Hallo everyone!
I am trying to web scrap an archive with Bulgarian metheorological data. Each page opens measurements over all metheorological stations on a given date and time (in theory, every three hours, 365/366 days a year). A sample page can be seen here.
Even though it’s in Bulgarian, you can grasp the main idea - a date and time selector and after the date and time is submitted, the PHP script outputs a table containing station names and ID’s followed by temperature, humidiry, cloud, snowfall, wind and other data.
Finding the URL parameter structure and generating a parametrized function to crawl the site is not a problem both in Excel and Power BI; I started in Excel and created a simple table containing columns for Year, Month, Day, Hour and the corresponding URL. Power BI does better in extracting the pictogram file names from the CSS (for their meaning, there is a nomenclature which I also have extracted so each pictogram can be linked to its description in a data model). Therefore I then went on reading the URL list into Power BI and creating a function that contains a query by example to fetch data from the parameter URL so that invoking the function would create a somewhat cleaned up list of measurements for that date and time, and the query would get all data from every URL in the list.
My problem is that on some days and hours, there’s no data. When such page is selected, it doesn’t contain the uniform table but merely displays a message saying “data missing for DD-MM-YYYY HH UTC”, like here. When I run the query and Power BI hits such page, the query just hangs and eventuallt times out. Running the same query with a subset of some URLs known to contain valid data fetches data in a form suitable for further cleanup.
So my question is: How do I write code (a function or modification of the query) to implement the following logic (in pseudocode since I'm not sure if coding ought to be done in M or DAX):
FOR EACH URL IN {list of URLS from my Excel table}
IF (retrieved page contains no data)
THEN fetch next URL
ELSE RUN fnFetchPageData
This processing may be done both in Excel in order to clean the initial URL list, or as an additional check in the Power BI query invoking the function that fetches data from a single page of measurements. Suggsteions are welcome on which is best.

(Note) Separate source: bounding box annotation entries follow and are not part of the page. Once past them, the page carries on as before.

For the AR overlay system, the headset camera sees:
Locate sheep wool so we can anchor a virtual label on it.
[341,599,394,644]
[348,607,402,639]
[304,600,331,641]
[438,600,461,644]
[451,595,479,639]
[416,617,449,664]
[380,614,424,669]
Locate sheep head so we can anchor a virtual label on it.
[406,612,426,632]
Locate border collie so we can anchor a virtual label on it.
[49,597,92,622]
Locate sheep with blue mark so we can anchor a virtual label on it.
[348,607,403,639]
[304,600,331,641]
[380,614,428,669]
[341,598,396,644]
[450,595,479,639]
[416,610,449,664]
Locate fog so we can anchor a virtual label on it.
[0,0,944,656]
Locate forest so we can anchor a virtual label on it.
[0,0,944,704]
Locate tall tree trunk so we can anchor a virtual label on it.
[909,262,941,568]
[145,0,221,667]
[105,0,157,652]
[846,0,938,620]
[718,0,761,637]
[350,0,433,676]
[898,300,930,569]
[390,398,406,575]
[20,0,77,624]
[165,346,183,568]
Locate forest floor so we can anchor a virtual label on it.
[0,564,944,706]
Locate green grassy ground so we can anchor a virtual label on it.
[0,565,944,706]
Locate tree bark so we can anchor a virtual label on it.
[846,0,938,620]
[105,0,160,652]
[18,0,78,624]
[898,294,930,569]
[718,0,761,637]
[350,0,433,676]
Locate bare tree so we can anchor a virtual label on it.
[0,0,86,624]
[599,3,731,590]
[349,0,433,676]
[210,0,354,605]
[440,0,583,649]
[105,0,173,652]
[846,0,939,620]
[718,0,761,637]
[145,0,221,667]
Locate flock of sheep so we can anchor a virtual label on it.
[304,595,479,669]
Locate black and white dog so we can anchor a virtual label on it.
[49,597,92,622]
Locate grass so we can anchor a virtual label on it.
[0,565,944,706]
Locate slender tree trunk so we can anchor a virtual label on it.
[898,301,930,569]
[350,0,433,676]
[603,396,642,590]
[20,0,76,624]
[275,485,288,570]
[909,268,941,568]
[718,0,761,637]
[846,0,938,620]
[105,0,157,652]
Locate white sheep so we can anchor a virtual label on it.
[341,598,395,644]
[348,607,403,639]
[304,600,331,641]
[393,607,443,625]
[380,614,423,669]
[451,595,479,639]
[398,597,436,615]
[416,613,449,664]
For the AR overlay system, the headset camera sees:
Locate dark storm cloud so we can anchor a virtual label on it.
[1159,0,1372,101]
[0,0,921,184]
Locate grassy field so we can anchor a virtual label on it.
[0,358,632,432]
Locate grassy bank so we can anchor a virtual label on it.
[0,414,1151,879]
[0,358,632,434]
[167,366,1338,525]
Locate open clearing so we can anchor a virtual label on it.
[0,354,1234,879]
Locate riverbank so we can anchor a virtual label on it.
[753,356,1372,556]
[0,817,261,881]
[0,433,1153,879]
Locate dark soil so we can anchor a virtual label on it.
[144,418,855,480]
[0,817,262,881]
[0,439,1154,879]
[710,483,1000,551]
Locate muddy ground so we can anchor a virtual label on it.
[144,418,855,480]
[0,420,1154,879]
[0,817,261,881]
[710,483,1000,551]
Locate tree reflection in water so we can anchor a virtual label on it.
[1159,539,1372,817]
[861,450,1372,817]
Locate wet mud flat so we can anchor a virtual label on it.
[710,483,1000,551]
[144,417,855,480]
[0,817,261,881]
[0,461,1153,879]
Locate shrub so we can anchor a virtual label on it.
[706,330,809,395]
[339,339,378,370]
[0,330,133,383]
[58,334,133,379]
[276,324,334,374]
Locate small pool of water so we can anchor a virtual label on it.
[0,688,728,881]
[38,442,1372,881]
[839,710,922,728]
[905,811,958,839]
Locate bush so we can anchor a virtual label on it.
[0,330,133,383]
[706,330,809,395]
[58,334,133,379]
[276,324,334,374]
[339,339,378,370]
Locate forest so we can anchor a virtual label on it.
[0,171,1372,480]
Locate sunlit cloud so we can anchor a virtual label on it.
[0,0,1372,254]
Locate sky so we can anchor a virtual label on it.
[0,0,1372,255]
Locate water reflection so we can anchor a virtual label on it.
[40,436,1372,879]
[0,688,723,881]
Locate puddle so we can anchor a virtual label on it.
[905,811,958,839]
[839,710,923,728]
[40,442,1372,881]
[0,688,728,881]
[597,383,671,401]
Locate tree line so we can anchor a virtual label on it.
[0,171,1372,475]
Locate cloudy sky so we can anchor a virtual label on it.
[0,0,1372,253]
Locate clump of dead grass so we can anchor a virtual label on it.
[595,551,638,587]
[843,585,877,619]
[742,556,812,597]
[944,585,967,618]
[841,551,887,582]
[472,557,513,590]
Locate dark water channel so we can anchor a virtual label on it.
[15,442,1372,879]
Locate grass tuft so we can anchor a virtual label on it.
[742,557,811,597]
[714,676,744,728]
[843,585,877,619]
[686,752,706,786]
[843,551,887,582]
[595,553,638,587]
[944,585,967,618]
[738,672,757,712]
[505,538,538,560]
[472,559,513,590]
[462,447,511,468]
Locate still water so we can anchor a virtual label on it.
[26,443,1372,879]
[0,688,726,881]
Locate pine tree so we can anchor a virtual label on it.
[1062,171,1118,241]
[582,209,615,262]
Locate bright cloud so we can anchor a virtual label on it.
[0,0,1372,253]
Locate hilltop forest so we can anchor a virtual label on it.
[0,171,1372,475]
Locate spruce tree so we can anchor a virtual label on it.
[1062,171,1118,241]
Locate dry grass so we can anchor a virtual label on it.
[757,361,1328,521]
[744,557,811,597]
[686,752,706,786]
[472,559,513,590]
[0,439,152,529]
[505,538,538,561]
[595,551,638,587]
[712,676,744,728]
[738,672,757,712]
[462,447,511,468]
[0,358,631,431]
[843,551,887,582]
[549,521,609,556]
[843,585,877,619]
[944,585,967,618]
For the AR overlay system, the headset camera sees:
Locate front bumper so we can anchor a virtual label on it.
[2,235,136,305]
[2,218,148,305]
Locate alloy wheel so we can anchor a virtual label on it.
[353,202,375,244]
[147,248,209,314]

Ideally, I would also like to make the scraping method future-proof for continuous scraping. As of today the URL list contains 60 897 rows but it will be complemented daily by several new valid URLs. Ideas on where to make a dynamic list - whether in Excel or in the PowerBI data model - are also welcome so as each subsequent scrapping would add the new data. This involves some filtering of URLs that are not yet valid - a different use case from valid URLs with missing data.